The downside to IF is that it does not necessarily work better than a traditional weight loss diet. It is certainly subject to low adherence due to the intense nature of consuming little to no food for periods. Additionally, there are no long-term studies showing that these benefits can be sustained. 

Regarding athletic performance, research has mixed results regarding efficacy of intermittent fasting. Some studies have shown a decrease in prolonged exhaustive exercise and high-intensity exercise, which may be ascribed to impacts of dehydration. However, other studies have failed to show declines in performance in both aerobic and anaerobic performance. 

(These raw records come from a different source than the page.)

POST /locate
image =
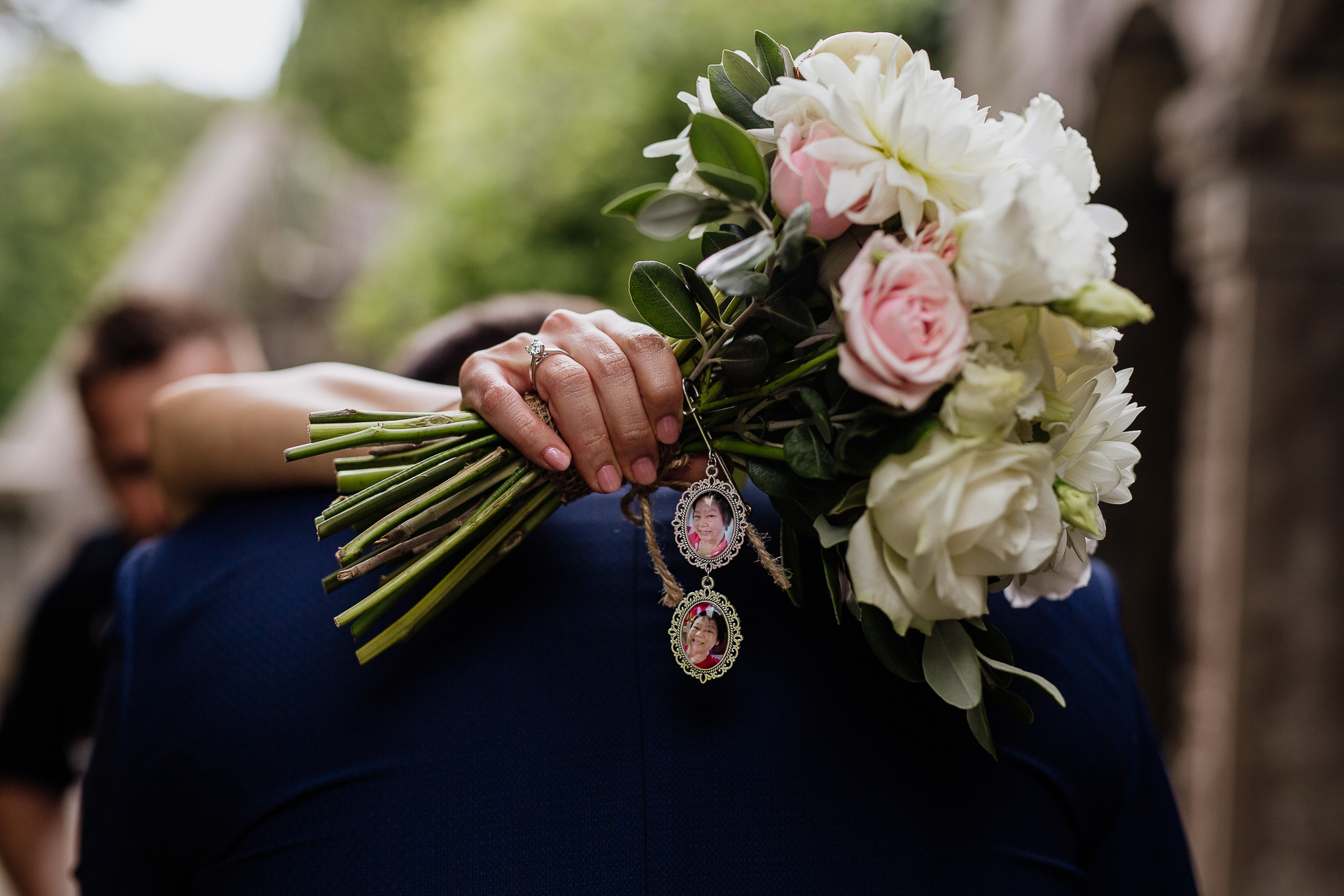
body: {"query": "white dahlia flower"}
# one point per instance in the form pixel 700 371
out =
pixel 906 136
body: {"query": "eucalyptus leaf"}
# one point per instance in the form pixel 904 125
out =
pixel 773 479
pixel 855 498
pixel 743 365
pixel 742 282
pixel 808 454
pixel 730 183
pixel 1022 673
pixel 792 235
pixel 628 203
pixel 1019 708
pixel 733 102
pixel 898 654
pixel 979 722
pixel 702 295
pixel 743 255
pixel 769 58
pixel 715 141
pixel 715 241
pixel 743 76
pixel 949 664
pixel 830 533
pixel 671 213
pixel 790 318
pixel 664 301
pixel 818 405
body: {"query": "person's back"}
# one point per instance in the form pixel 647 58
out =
pixel 539 736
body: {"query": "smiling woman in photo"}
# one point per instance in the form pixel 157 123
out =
pixel 711 526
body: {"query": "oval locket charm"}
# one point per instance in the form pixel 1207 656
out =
pixel 710 526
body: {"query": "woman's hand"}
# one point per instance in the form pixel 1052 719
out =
pixel 613 398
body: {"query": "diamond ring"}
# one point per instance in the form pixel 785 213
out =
pixel 539 354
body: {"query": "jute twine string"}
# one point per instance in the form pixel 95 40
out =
pixel 570 485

What is most interesting regarding the performance studies is that even though the perceived exertion of exercise is higher, the performance may stay the same or even increase. Most likely, these performance studies are impacted by other factors such as sleep, training level, food intake during feeding periods, and gender.  It is possible to maintain performance while fasting, but attention to details during feeding periods are critical to maintain ideal outputs. 

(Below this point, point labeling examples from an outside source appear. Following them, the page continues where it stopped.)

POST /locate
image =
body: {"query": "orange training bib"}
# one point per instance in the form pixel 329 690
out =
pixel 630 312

The ultimate question to ask is, for whom is IF the right fit? And the jury is still out. It seems that mood tends to improve on IF (alternate day fast) for those who are obese but declines significantly for those who are lean. 

This diet is certainly not for the faint of heart but can certainly be utilized as a tool in the box to achieve your goals.

Disclaimer: This information is educational only and not providing healthcare recommendations. Please see a healthcare provider.